House Speaker John Boehner (R-OH) has not only grown his staff and given himself a salary increase since assuming his new position this past January. Roll Call reports that he has also more than doubled his expense account from $833 to $2,083.33. The funds come in the form of a monthly direct payment, not a reimbursement for individual itemized expenses. Boehner’s office wasn’t willing to offer many details about how his expense checks are spent.
Rep. Michele Bachmann has hired long-time Republican operative and frequent CNN pundit Ed Rollins to run her presidential campaign. Mother Jones’ Andy Kroll notes that this past January, Rollins dismissed Bachmann as someone who was not a “serious player.”

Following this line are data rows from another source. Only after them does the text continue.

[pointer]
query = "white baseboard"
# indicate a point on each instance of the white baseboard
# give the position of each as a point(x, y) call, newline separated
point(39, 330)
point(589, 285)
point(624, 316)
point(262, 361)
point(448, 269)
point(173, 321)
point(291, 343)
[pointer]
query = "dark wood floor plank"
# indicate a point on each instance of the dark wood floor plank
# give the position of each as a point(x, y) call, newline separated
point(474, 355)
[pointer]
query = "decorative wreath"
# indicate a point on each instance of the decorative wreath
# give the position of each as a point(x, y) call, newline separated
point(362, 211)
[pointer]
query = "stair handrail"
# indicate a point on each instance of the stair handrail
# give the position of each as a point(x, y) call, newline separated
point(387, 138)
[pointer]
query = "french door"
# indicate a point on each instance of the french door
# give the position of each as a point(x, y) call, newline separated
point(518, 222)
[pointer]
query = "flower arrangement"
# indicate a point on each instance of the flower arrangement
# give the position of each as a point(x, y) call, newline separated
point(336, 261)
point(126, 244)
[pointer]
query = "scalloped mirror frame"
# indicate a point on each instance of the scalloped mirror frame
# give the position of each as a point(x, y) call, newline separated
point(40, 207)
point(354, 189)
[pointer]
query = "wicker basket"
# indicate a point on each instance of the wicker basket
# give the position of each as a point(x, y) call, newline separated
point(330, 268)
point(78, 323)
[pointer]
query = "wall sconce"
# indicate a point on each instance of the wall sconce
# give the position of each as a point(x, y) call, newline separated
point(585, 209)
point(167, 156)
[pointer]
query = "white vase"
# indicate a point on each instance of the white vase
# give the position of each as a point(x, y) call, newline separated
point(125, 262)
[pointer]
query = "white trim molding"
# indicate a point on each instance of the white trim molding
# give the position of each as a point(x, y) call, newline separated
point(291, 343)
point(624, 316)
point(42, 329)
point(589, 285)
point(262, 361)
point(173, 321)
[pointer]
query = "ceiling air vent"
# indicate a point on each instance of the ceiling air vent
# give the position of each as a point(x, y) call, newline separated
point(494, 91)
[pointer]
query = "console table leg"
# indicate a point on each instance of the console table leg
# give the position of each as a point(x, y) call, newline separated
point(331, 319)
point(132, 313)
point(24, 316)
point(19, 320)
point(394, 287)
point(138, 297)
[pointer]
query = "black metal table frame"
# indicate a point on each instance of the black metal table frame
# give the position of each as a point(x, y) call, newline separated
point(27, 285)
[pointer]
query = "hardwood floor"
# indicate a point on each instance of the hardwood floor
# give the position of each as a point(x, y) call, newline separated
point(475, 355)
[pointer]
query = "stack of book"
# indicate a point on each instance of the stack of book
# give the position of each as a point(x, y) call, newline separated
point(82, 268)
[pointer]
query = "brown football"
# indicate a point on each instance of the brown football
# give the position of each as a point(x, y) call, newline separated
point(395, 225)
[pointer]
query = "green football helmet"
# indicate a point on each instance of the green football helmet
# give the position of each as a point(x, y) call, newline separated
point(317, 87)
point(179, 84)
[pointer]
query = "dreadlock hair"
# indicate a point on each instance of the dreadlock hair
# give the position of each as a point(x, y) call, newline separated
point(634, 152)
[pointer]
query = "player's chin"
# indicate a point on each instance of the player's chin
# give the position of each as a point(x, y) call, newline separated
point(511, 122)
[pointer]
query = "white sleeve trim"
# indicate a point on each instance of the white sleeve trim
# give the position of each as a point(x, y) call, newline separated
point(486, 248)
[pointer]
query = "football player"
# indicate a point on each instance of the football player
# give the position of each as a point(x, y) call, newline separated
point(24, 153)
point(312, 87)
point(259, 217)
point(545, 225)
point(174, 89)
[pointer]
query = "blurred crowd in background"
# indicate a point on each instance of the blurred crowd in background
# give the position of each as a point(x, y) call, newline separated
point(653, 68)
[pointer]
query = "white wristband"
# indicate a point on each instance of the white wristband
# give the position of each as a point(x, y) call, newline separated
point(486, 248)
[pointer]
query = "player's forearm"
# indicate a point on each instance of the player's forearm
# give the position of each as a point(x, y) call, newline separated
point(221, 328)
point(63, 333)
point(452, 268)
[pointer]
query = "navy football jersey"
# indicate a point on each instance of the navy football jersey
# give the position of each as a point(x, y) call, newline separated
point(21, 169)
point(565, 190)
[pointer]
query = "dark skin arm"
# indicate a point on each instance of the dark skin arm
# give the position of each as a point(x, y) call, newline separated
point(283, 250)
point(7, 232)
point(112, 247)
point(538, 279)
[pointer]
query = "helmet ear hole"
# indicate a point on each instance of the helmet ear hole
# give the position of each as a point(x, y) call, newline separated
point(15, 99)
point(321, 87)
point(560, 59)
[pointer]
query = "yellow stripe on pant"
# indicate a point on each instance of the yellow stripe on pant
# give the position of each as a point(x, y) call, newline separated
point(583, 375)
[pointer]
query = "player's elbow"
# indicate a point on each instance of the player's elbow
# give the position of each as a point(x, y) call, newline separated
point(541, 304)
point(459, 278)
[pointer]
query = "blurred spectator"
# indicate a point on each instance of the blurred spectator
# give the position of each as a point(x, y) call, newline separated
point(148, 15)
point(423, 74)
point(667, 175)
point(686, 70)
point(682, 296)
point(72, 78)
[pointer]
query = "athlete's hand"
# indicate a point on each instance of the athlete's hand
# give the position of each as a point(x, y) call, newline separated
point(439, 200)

More than a third of voters “have some qualms” about a Mormon president, according to a new Quinnipiac University poll that could point to trouble for Mormon presidential hopefuls Mitt Romney and Jon Huntsman. Overall, just 45 percent of voters had favorable views of Mormonism, while 32 percent had unfavorable ones.
With the Senate approaching a showdown over debit card swipe fees, consumers are caught in the middle of two influential lobbies: financial institutions and merchants. A new rule to be voted on today would cap swipe fees on debit card transactions. Both sides are attempting to persuade lawmakers that they have consumers’ interests at heart.
Leading the charge against President Obama’s Commerce Department pick, Sen. John Barrasso (R-WY) handed out a one-pager at the GOP policy lunch yesterday blasting John Bryson as an “environmental extremist” who will “make it harder and more expensive for the private sector to create jobs.” While his office said it’s too early to promise a filibuster or hold, Barrasso will “oppose his nomination.”
America’s expensive nation-building effort in Afghanistan has had little success and likely won’t survive once American troops are withdrawn, according to a new report by the Democratic staff of the Senate Foreign Relations Committee. Even the positive results of nation-building aren’t sustainable, the report says, as the Afghan government has neither the funds nor the capacity to continue the programs once the U.S. leaves.
U.S. District Court Judge James Cacheris reaffirmed his earlier ruling that “the century-old ban on corporate contributions to federal candidates violates the First Amendment.” Cacheris said the logic behind the recent Citizens United decision led to the “inescapable” conclusion that companies can donate directly to candidates as well.
And finally: Rep. Michael Grimm (R-NY) isn’t going to take it lying down…in a tanning bed. Perhaps on the advice of Snooki, the freshman former FBI-agent congressman is leading an effort, which has garnered 23 co-sponsors, to repeal the 10 percent tax on indoor tanning included in the Affordable Care Act. “American small-business owners, the drivers of our economy, don’t think it’s a laughing matter,” Grimm said.